I've always read posts here but never registered, nagtroc and gtr.co.uk are among the best sites with lots of information. 

Hey Sean, whats up with gtrnation? Igors having way to much fun over there.


Back on topic,
It's a shame if it's infact 1740kg it's going to be really hard to get that weight down for the track. 

Can we assume there will be a difference in packages Jp. vs U.S. spec? Since marketing in North America is much different.


----------



## Perra (Jan 6, 2002)

tyndago said:


> Everyone says the R34 is heavy..... The Japanese weights , I think are quoted dry, no fluids. I have weighed a few GT-R's in my days, and I don't see numbers too near the stated weights. I have R32 at 3262lbs , R33 at 3373 lb, and R34 at 3388lb from Japanese specifications.


I agree with you, I think they´re dry weights aswell. Here´s my R34 with me in it and the tank half full.











Since I weigh roughly 90kg, it would mean that the car weighs 1650kg or ~3630lbs.

I REALLY hope that the 1740kg for the new GT-R isn´t dry weight though. 

/P


----------



## CJGTR (Jul 10, 2007)

good corner weights for a road car


----------



## bonzelite (May 14, 2006)

The pig M3 is being conveniently ignored and omitted from criticism even though it is among of the most lauded cars of all time ---> and heavy. But the GT-R is open-season for bashing. 

:blahblah:


----------



## tyndago (Oct 24, 2002)

Sonzilla said:


> Hey Sean, whats up with gtrnation? Igors having way to much fun over there.
> 
> Can we assume there will be a difference in packages Jp. vs U.S. spec? Since marketing in North America is much different.

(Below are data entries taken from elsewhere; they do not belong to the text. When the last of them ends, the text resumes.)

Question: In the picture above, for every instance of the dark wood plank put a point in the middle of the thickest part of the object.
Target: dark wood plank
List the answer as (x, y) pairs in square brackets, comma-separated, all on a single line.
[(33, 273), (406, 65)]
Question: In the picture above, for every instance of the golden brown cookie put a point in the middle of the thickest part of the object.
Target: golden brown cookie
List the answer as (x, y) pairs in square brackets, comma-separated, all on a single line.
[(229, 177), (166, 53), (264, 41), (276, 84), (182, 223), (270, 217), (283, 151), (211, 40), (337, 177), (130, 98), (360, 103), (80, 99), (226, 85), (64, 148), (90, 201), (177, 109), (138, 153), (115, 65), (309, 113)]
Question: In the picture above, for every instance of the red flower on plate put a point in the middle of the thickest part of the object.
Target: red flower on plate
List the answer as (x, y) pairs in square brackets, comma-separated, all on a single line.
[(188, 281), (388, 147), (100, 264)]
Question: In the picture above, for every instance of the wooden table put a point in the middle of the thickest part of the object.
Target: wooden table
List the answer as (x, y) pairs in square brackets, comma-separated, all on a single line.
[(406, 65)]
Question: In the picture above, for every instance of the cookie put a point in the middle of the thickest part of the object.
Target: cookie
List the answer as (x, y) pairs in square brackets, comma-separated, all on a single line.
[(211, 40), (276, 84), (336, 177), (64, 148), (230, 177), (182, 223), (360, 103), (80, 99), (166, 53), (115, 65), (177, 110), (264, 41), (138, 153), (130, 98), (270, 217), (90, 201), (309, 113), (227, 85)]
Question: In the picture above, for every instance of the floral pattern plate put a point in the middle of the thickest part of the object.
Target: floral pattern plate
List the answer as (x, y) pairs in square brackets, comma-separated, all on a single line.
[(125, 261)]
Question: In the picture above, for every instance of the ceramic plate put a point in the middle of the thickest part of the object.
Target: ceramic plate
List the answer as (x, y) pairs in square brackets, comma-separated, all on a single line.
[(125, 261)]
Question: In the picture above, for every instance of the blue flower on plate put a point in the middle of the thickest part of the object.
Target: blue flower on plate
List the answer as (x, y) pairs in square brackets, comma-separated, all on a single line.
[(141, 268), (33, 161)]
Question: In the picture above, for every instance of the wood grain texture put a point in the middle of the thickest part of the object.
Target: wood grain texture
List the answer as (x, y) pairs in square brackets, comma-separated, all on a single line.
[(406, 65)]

No idea whats going on there....

As far as US vs Japanese spec , I think cars are getting closer and closer to a real "world" spec. The closer they are, the less money the companies need to spend.

I "hear" they are going to be pretty close.


----------



## psd1 (May 15, 2004)

bonzelite said:


> The pig M3 is being conveniently ignored and omitted from criticism even though it is among of the most lauded cars of all time ---> and heavy. But the GT-R is open-season for bashing.
> 
> :blahblah:


Well, this is a GTR forum...what would you expect folks to be talking about?


----------



## Guy (Jun 27, 2001)

Bonzelite,

You are clearly a troll, but the reason no one mentions M3s is they are hardly in the same category as GTR or GT2 or CGT referred to in this thread. The only one you might be referring too is the CSL, which is a non-piggy one at 1360kg.

Guy


----------



## MuXBoX (Feb 27, 2007)

Steve said:


> Nope, but will be !!!
> 
> Hence, going to Japan to see it after seeing it at Goodwood FoS !!


Im flying to Japan too on the 29th. Told my missus its part of her honey moon.


----------



## Woolfe (Sep 27, 2007)

MuXBoX said:


> Im flying to Japan too on the 29th. Told my missus its part of her honey moon.


Is she going with you?


----------



## MuXBoX (Feb 27, 2007)

Lol yeah.. i am gonna drag her around the motorshow and look for some midnight drift clubs. I know they exist just where?


----------